In this way, the human calibration efforts for the hybrid
positioning system can be reduced.
[0019] Moreover, according to the present invention, the setting of
the "Hot Area" can be based on the user's requirement or heuristic
rules (for example, for a desk or a room etc.). In an embodiment,
it is also disclosed that the tracking result of the tag can be
used to adjust the position of the US positioning device so that
the Hot Area can be covered by the sensing range of the RF
positioning device.
[0020] According to the first aspect of the present invention, it
is provided a method for positioning object with adaptive
resolution, comprising: dividing a space to be detected into Hot
Area and General Area; arranging, according to the positions of Hot
Area and General Area, high-resolution positioning signal
transceivers and low-resolution positioning signal transceivers,
wherein the detection scope of the low-resolution positioning
signal transceivers covers the space and the detection scope of the
high-resolution positioning signal transceivers covers the Hot
Area; and when the object moving in the space, fusing the detection
results from the high-resolution positioning signal transceivers
and the low-resolution positioning signal transceivers to determine
the position of the object with adaptive resolution.
[0021] According to the second aspect of the present invention, it
is provided a system for positioning object with adaptive
resolution, comprising: a tag device carried by the object for
transmitting high-resolution positioning signal (e.g. US signal)
and low-resolution positioning signal (e.g. RF signal); a
high-resolution positioning apparatus including high-resolution
positioning signal transceivers for transmitting and receiving the
high-resolution positioning signal; a low-resolution positioning
apparatus including low-resolution positioning signal transceivers
for transmitting and receiving the low-resolution positioning
signal; and a results processing device for fusing the detection
results from the high-resolution positioning apparatus and the
low-resolution positioning apparatus to determine the position of
the object with adaptive resolution, wherein the space to be
detected is divided into Hot Area and a General Area, the detection
scope of the low-resolution positioning apparatus covers the space,
and the detection scope of the high-resolution positioning
apparatus covers the Hot Area. As an example, the results
processing device can be located locally or remotely in a location
server.
[0022] As described below in more details, the hybrid indoor
positioning system of the present invention can provide adaptive
positioning resolution in an environment where different
positioning resolutions (precisions or granularities) are required
at different regions. Compared with the existing prior arts, the
advantages of the present invention are mainly as follow:
[0023] Adaptive positioning resolution: based on a positioning
fusing method, the system of the present invention can provide
different positioning resolutions at different regions.

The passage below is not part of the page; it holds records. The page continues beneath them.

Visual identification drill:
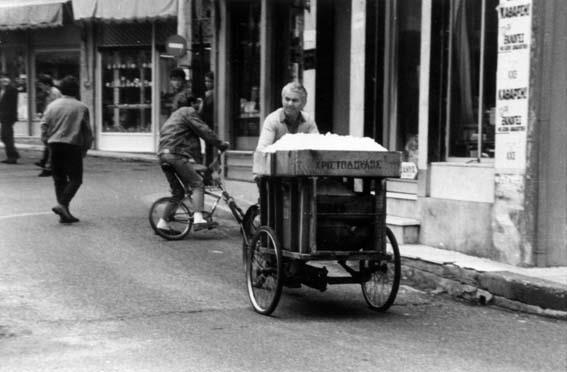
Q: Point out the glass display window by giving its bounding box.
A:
[447,0,498,159]
[0,47,28,121]
[101,48,153,133]
[230,2,260,150]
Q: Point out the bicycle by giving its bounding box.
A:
[149,151,260,250]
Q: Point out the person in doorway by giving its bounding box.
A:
[157,97,229,234]
[200,71,215,165]
[35,74,63,177]
[169,68,193,113]
[0,72,20,164]
[42,76,93,223]
[256,82,319,151]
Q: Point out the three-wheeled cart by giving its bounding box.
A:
[245,150,401,315]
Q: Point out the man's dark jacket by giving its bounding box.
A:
[158,107,223,163]
[0,85,18,124]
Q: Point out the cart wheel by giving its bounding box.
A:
[360,228,402,311]
[242,204,261,238]
[242,204,260,271]
[246,226,283,315]
[148,196,193,240]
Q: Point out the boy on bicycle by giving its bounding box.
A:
[157,97,229,233]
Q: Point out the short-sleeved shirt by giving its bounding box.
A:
[256,108,319,151]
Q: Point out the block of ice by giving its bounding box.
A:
[263,132,388,152]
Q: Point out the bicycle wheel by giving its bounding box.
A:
[360,228,402,311]
[149,196,193,240]
[246,226,283,315]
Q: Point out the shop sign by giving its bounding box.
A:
[495,0,532,170]
[165,35,187,57]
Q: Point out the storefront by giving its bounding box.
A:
[73,0,178,152]
[0,0,81,137]
[366,0,567,266]
[217,0,567,266]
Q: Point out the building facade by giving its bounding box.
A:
[0,0,567,266]
[215,0,567,266]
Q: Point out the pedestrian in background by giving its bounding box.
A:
[43,76,93,223]
[35,74,62,177]
[200,71,216,165]
[169,68,193,113]
[0,72,20,164]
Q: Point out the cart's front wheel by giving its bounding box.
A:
[360,228,402,311]
[246,226,284,315]
[148,196,193,240]
[242,204,261,271]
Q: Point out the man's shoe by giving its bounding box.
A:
[51,205,79,223]
[193,221,219,231]
[158,227,181,235]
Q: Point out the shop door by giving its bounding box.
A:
[365,0,421,163]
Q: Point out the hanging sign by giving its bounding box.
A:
[495,0,532,170]
[165,35,187,57]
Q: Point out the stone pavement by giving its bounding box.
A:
[6,138,567,320]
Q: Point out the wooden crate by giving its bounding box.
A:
[253,150,401,178]
[260,177,386,254]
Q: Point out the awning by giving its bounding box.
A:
[0,0,70,30]
[73,0,177,22]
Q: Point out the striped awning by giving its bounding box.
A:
[0,0,70,30]
[72,0,177,22]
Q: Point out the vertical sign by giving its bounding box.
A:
[495,0,532,170]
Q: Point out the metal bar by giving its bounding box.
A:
[309,177,317,253]
[282,250,384,261]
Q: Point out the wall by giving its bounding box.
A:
[418,163,496,260]
[419,198,494,260]
[527,0,567,266]
[348,0,366,137]
[328,0,351,134]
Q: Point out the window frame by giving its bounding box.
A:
[444,0,497,164]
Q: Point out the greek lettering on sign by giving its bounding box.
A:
[498,88,528,100]
[499,4,530,18]
[315,160,382,170]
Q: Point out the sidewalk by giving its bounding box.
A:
[5,138,567,320]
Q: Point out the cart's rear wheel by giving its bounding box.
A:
[360,228,402,311]
[148,196,193,240]
[246,226,284,315]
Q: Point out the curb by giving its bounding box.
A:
[402,256,567,320]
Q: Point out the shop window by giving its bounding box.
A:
[101,48,152,133]
[394,0,421,166]
[448,0,498,161]
[34,50,80,119]
[230,1,261,150]
[0,47,28,121]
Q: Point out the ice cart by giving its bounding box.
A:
[245,150,401,315]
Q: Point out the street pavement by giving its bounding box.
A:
[8,140,567,320]
[0,151,567,372]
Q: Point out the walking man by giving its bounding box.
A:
[44,76,93,223]
[0,72,20,164]
[35,74,61,177]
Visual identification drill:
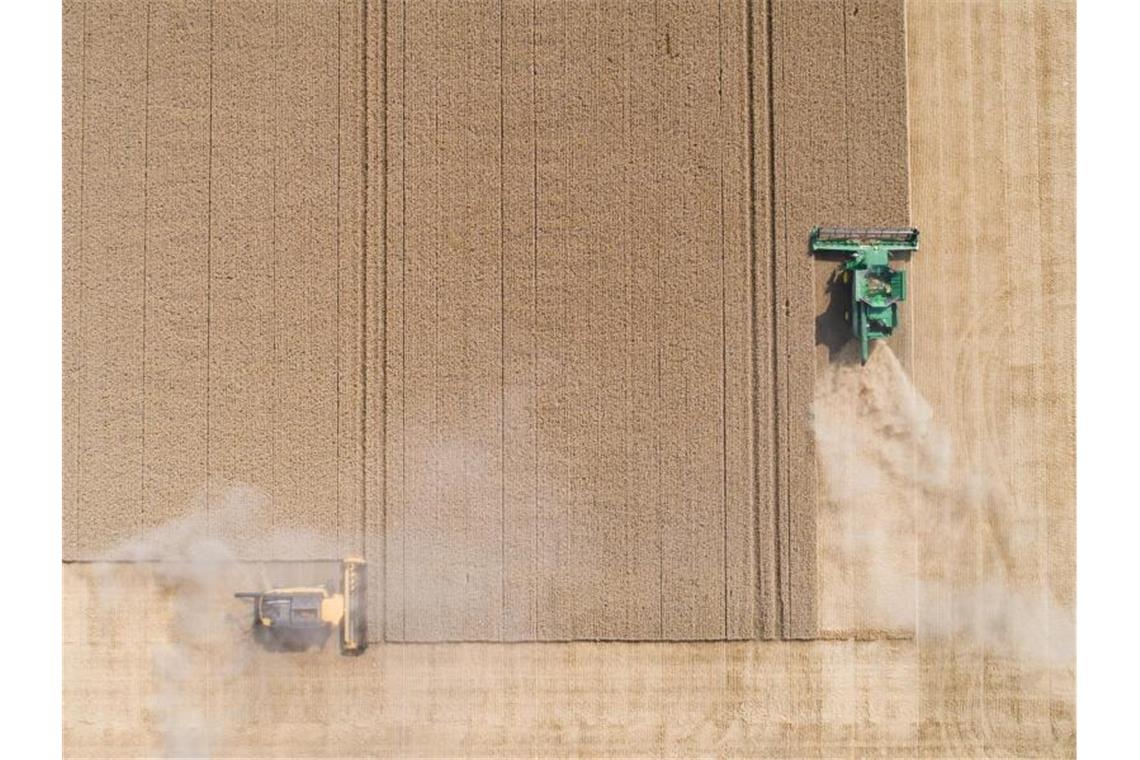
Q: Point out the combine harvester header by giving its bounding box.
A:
[811,227,919,365]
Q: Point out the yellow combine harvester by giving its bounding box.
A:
[234,558,367,654]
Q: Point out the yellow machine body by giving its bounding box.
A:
[234,557,367,654]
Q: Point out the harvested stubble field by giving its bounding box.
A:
[64,0,1075,757]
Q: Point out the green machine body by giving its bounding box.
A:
[811,227,919,363]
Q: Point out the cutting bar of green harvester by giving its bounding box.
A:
[811,227,919,363]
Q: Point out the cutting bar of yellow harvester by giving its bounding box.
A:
[234,557,368,654]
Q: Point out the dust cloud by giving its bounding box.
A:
[812,342,1075,667]
[95,484,335,758]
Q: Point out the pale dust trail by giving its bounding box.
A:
[95,484,333,758]
[812,341,1075,667]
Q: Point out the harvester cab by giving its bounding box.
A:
[811,227,919,363]
[234,558,367,654]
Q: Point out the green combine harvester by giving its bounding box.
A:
[811,227,919,365]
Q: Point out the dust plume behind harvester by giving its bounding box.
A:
[811,227,919,363]
[234,558,368,654]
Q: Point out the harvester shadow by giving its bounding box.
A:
[815,262,858,363]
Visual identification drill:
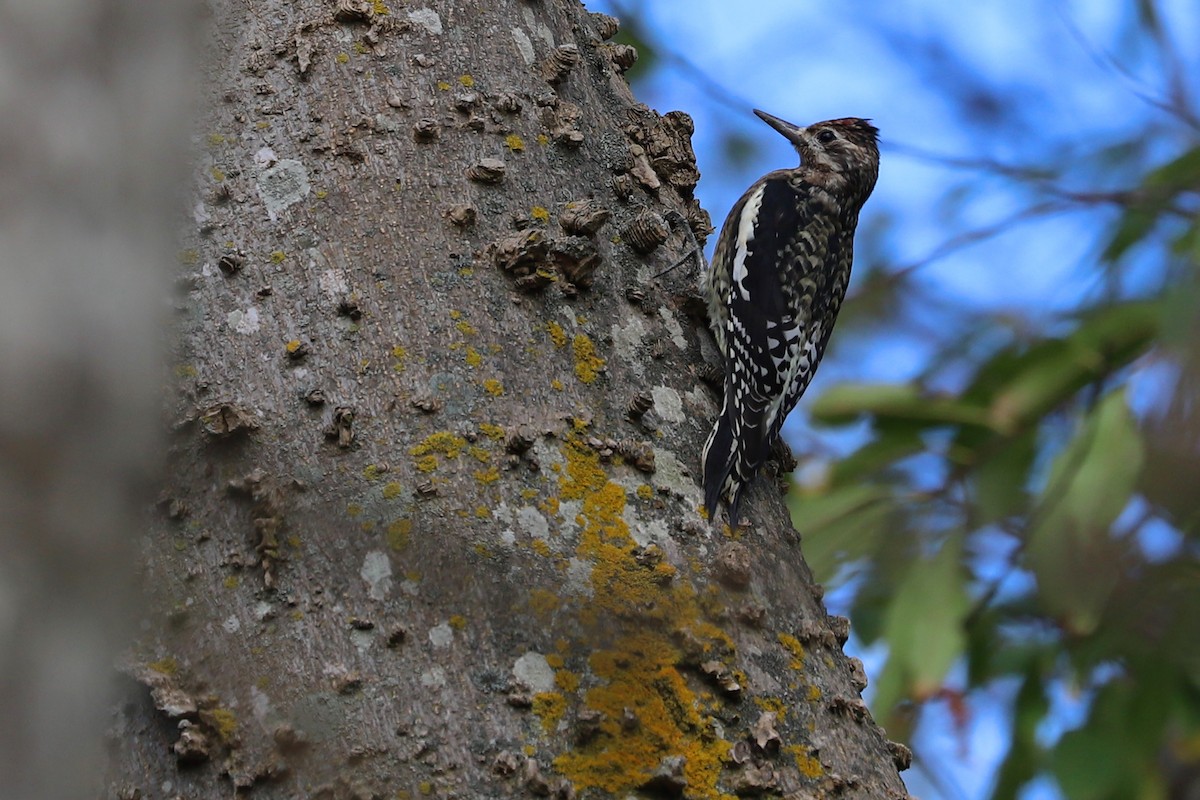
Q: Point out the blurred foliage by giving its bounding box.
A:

[0024] Low system cost: the deployment cost of the system can be
reduced considerably since dense US positioning devices are not
needed.
[0025] Calibration-less: benefiting from the US positioning device
arranged in the Hot Area, the RF module can be trained on-line, so
the system needs less human calibration.
[0026] Easier area division strategy: based on the user requirement
or heuristic rules, it is easy to define the Hot Area. Also, the
Hot Area can be accurately covered by adjusting the US positioning
system.
BRIEF DESCRIPTIONS OF THE DRAWINGS
[0027] The foregoing and other features of this invention may be
more fully understood from the following description, when read
together with the accompanying drawings in which:
[0028] FIG. 1A is a schematic diagram for showing a US positioning
system according to the prior art;
[0029] FIG. 1B is an internal block diagram for showing the US
positioning system shown in FIG. 1A;
[0030] FIG. 2A a schematic diagram for showing a hybrid positioning
system according to the present invention;
[0031] FIG. 2B is an internal block diagram for showing the hybrid
positioning system shown in FIG. 1A according to the first
embodiment of the present invention;
[0032] FIG. 3 is a flow chart for showing a method 300 for
positioning object with adaptive resolution according to the
present invention;
[0033] FIG. 4 is a schematic diagram for showing the environment to
be detected, which is arranged according to the method shown in
FIG. 3, wherein the Hot Area is shown for example as a secure
desk;
[0034] FIG. 5 is a flow chart for showing an object positioning
method 500 which includes a Hot Area modification step;
[0035] FIG. 6 is a schematic diagram for showing the process of the
Hot Area modification;
[0036] FIG. 7 shows a block diagram of a positioning system
according to the second embodiment of the present invention which
conducts RF module (radio map) training by using a semi-supervised
learning algorithm;
[0037] FIG. 8 is a flow chart for showing the RF radio map
training;
[0038] FIG. 9 is a schematic diagram for showing the RF radio map
training;
[0039] FIG. 10 is a block diagram for showing the content results
of the radio map generation device; and
[0040] FIG. 11 is an internal block diagram for showing a hybrid
positioning system by combining the first and the second
embodiments of the present invention, which can be used for
modifying the RF radio map in a real-time manner while positioning
the object.
DETAILED DESCRIPTION OF THE PREFERRED EMBODIMENTS
[0041] FIG. 2A shows a hybrid positioning system according to the
present invention, which can provide adaptive positioning
resolution for location based services. The space to be detected is
divided into two kinds of areas: "Hot Area" and "General Area". In
the "Hot Area", highly accurate positioning (for example, in
centimeter level) is required, while in the "General Area", low
positioning accuracy (in meters or room level) is acceptable.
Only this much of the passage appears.